Para ser una persona tan bella como Alcidiane, sin duda os sería necesaria una morada inaccesible, como a esta heroína; pues ya que a aquélla de la novela no se la encontraba más que por casualidad y que, sin un azar parecido, no se puede acceder a vuestra casa, creo que, tras mi partida, vuestras gracias han transportado como por encanto la provincia donde tuve el honor de veros. Quiero deciros, señora, que vuestra tierra se ha convertido en una segunda Isla Flotante que el furiosísimo viento de mis suspiros empuja y hace retroceder ante mí a medida que trato de acercarme. Mis cartas, llenas de sumisiones y de respetos, a pesar del arte y la rutina de los mensajeros mejor instruidos, no hubieran sabido llegar hasta allí; de nada me sirven las alabanzas que publican: las hacen volar por todas partes y no os pueden encontrar; creo incluso que si, como por capricho del azar o de la fama, que suele encargarse muy a menudo de todo lo que se dirige a vos, alguna cayese del cielo en vuestra chimenea, sería capaz de hacer que vuestro castillo se desvaneciera.
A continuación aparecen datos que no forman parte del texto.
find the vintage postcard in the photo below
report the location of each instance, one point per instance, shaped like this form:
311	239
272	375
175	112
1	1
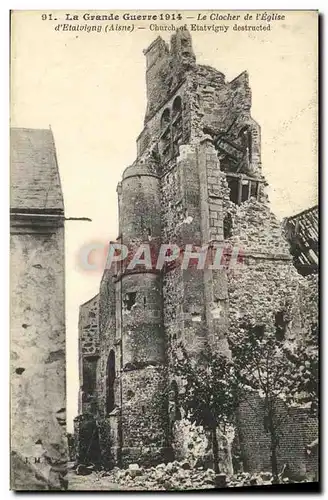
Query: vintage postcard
164	250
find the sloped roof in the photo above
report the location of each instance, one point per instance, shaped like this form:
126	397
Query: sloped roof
34	176
302	232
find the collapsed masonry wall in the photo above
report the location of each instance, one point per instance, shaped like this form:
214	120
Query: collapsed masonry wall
298	430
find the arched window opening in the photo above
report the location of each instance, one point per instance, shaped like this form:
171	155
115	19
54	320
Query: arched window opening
110	382
281	325
165	120
165	142
246	139
177	105
227	226
176	124
174	410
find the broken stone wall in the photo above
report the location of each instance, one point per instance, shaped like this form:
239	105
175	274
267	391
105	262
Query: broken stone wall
38	392
88	354
298	430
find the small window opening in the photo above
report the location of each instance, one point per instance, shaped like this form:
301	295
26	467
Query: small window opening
177	105
254	189
130	394
246	138
175	413
258	331
130	300
234	189
244	190
110	382
281	325
227	226
165	120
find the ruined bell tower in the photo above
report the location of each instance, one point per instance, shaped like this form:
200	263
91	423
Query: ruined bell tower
197	180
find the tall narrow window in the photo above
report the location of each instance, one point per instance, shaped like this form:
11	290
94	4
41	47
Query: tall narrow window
246	139
165	142
174	411
176	124
233	184
110	381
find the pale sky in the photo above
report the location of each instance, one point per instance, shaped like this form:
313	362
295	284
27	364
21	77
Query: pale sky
90	88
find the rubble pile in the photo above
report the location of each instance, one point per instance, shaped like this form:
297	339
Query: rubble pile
176	476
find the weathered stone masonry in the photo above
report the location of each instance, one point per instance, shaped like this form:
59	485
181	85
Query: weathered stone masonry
37	303
197	180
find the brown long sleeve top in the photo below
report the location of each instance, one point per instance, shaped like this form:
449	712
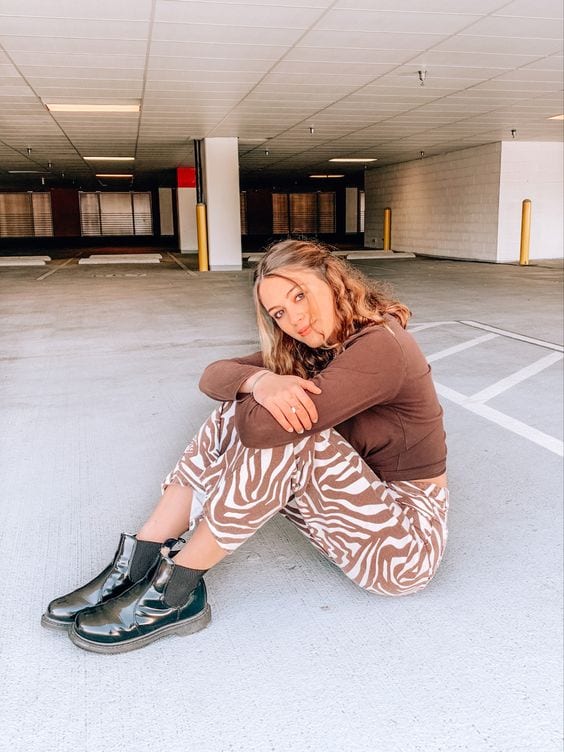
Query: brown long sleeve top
377	393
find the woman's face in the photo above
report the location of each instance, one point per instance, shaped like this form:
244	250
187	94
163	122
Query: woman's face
301	303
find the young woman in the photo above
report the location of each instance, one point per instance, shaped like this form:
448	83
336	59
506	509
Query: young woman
335	424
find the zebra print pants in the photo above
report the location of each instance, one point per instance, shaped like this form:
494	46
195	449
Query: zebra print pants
387	537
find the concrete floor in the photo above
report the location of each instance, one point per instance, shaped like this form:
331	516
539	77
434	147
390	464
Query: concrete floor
99	397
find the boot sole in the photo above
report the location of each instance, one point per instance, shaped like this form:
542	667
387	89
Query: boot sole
61	626
185	628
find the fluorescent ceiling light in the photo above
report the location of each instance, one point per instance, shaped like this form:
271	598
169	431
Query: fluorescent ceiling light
109	159
353	159
92	107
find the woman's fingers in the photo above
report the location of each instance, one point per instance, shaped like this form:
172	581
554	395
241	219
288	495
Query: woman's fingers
280	416
307	412
310	386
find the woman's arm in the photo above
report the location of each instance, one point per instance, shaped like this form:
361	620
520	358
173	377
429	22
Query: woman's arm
223	380
368	372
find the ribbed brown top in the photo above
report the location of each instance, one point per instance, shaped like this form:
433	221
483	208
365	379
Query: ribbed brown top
378	394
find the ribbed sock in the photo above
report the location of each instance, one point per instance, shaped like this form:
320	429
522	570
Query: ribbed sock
182	581
144	555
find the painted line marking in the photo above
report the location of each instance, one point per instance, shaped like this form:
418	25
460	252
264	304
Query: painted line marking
516	378
429	325
48	274
504	421
189	272
460	347
513	335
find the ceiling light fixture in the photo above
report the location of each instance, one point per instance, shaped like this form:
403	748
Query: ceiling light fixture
109	159
53	107
353	159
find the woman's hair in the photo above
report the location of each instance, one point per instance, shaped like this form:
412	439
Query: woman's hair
359	302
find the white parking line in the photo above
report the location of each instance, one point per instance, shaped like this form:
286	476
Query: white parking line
429	325
505	421
513	335
516	378
459	348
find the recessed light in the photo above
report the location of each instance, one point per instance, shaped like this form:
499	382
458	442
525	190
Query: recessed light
92	107
109	159
353	159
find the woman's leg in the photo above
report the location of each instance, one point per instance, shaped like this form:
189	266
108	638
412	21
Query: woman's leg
171	517
388	538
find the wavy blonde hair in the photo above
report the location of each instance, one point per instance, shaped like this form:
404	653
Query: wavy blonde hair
359	302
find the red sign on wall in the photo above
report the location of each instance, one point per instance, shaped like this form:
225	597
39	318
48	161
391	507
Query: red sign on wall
186	177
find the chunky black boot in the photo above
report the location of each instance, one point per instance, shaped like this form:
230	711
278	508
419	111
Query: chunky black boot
142	614
132	561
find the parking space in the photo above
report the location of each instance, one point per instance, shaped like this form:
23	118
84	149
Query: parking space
100	368
509	379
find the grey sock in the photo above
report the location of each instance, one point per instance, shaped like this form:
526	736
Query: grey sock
182	581
143	557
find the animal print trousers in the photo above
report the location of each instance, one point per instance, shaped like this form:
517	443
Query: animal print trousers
389	538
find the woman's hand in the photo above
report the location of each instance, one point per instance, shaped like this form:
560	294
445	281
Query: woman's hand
286	399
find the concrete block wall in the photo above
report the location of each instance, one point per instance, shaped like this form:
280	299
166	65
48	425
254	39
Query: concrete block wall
445	205
531	170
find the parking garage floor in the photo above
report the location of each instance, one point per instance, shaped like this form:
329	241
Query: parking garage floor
100	367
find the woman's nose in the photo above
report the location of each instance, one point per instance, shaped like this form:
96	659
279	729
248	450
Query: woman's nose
296	315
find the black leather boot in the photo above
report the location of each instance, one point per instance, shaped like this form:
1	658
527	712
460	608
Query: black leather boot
113	580
141	615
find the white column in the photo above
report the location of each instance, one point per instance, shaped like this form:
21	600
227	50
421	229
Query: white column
221	186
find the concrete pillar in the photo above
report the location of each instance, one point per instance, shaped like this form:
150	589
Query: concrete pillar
166	223
186	203
221	190
351	217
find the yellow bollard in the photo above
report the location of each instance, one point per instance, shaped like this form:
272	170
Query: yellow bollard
387	229
525	232
201	225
A fe mía, señora, que casi tengo por cierto, tras aventuras tan sorprendentes, que vuestro condado ha cambiado su clima con el país que le es antípoda; y temo que, buscándolo en la carta, no lo encuentre con la facilidad que encontraría el extremo del Septentrión, pues es una tierra a donde los hielos impiden llegar.

Ah, señora; el Sol, al que os parecéis y a quien el orden del universo no deja un punto de reposo, se ha fijado bien en los cielos para alumbrar una victoria allí donde antes casi no había interés: deteneos para iluminar a la más bella entre las vuestras. La razón de mi queja (para que no hagáis desaparecer más este palacio encantado donde os hablo cada día en espíritu) reside en que mi conversación muda y discreta jamás os hará escuchar otra cosa que votos, homenajes y adoraciones. Sabéis que mis cartas no contienen nada que pueda resultaros suspicaz. ¿Por qué, entonces, teméis que converse sobre algo de lo que jamás os hablé? ¡Oh, señora! Si me está permitido revelar mis sospechas, creo que me negáis que pueda veros para evitar comunicar otra vez un milagro a un profano: mas sabéis que la conversión de un incrédulo como yo (una cualidad que antaño me reprochasteis) exigiría que os viese más de una vez. Sed, pues, accesible a los testimonios de veneración que deseo rendiros.